If there is no actual agreement, but only an order from the physician and a credit application from the company, then the court will have to decide whether there is an agreement that the company would be the party responsible to pay rather than the physician.

In other words, it is what is called a "question of fact", which must be decided by the court/jury in a trial.

It makes absolute sense that the Plaintiff is suing the physician directly, as the company is out of business and does not have any assets from which to pay the bill. The Plaintiff has to make this argument in order to attempt to recover.

The physician must strongly defend the case and show that there was never an expectation that the physician would be personally liable for payment. This may be established through the wording of the underlying documentation, as previously stated, and by conducting discovery with the supplier to see how they treat their other customers.

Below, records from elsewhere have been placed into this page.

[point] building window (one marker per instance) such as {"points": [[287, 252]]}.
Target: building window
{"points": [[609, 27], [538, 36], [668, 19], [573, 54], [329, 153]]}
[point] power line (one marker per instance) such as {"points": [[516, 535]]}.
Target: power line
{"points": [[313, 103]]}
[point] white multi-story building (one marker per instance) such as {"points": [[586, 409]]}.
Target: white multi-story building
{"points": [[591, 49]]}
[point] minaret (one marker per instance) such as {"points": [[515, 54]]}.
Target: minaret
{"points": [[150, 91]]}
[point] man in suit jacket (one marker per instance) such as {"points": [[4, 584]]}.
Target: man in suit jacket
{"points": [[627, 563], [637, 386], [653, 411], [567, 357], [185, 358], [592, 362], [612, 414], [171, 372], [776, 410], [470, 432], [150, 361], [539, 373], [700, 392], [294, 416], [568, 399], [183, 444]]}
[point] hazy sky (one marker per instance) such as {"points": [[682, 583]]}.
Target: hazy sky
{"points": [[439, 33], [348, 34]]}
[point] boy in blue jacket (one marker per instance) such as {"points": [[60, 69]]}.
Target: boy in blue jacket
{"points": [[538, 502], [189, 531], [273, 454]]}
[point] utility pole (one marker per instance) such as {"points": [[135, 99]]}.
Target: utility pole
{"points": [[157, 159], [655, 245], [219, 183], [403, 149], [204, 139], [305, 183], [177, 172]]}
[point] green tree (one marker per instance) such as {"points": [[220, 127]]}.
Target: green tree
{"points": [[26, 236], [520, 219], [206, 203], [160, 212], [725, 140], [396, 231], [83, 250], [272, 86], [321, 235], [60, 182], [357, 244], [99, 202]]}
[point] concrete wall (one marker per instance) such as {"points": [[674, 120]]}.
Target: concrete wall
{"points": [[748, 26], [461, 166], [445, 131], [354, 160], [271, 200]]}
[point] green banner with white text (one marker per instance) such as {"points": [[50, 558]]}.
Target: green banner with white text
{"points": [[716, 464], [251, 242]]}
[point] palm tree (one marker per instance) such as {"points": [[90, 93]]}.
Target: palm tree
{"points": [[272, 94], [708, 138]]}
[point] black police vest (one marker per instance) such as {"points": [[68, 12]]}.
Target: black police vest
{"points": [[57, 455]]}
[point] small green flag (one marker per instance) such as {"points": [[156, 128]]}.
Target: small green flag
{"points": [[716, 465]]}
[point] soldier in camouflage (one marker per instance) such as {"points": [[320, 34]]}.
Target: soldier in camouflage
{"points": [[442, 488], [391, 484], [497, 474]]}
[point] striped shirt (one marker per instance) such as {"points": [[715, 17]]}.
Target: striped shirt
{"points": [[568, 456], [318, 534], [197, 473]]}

In other words, if the physician shows that in every other arrangement that the supplier has, it is expecting payment from the company employing the ordering physician rather than the ordering physician himself, then this will establish an "industry standard" and prove the physician's case. The physician could also appoint an expert in hospital administration who could come in and testify as to this arrangement on behalf of the physician

Please let me know if you have any further questions. Please also kindly consider rating my answer positively so that I am compensated by the website for my work on your question. Rating positively does not cause an additional charge and does not prevent us from further discussing your questions.

Best Regards,

TexLaw and 5 other Legal Specialists are ready to help you
Customer: replied 4 years ago.
Thank you. Some more info .
Was a Delaware corp and the business was in NY.
The PC was never dissolved. The only executed agreements are the credit application which list the company and its EIN as the responsible party. And a second agreement written by the supplier to join a buying group for discounted prices which list only the PC and is executed on its behalf.
Despite the The company was never named in the suit. And the only payment they received was from the company and not the physician.
Thank you for the information.

That the PC is still in existence is good in that there will not be any reason that it cannot defend a lawsuit if it is properly brought into the suit.

The fact that the company is registered in Delaware does not change the analysis, as New York law will still apply here. Regardless, they are the same on this particular issue.

At this point, I would advise the physician to file a motion to dismiss/motion for summary judgment and start pressing the argument that the physician is not personally obligated on the payment. The fact that the only executed agreements are executed on behalf of the PC supports the argument in full.

Has the supplier produced any evidence supporting its assertion that the physician is personally obligated?
Customer: replied 4 years ago.

Thank you again. I believe the plaintiffs sole argument is that the physician's name is XXXXX XXXXX bill in addition to the PC and the items were received. The problem is a bit more complex. They never served the physician and the first time he was made aware of the case was when the Marshall sent him a notice to collect on the judgment.

That does complicate things.

The physician will need to file a Motion to Vacate Judgment based on the Plaintiff's failure to serve. These are really only effective if the physician can show that the Plaintiff was not truthful with the court as to the reasons that he/she was not served. If the Plaintiff served the physician in good faith under the alternative procedures allowed by the law, there may be no actual way to over turn this judgment.

The best alternative would be to hire a local attorney to file this motion, as it requires technical knowledge of local procedure, an established relationship with the judge on the case, and will require some legal research and writing to accomplish, if it is possible.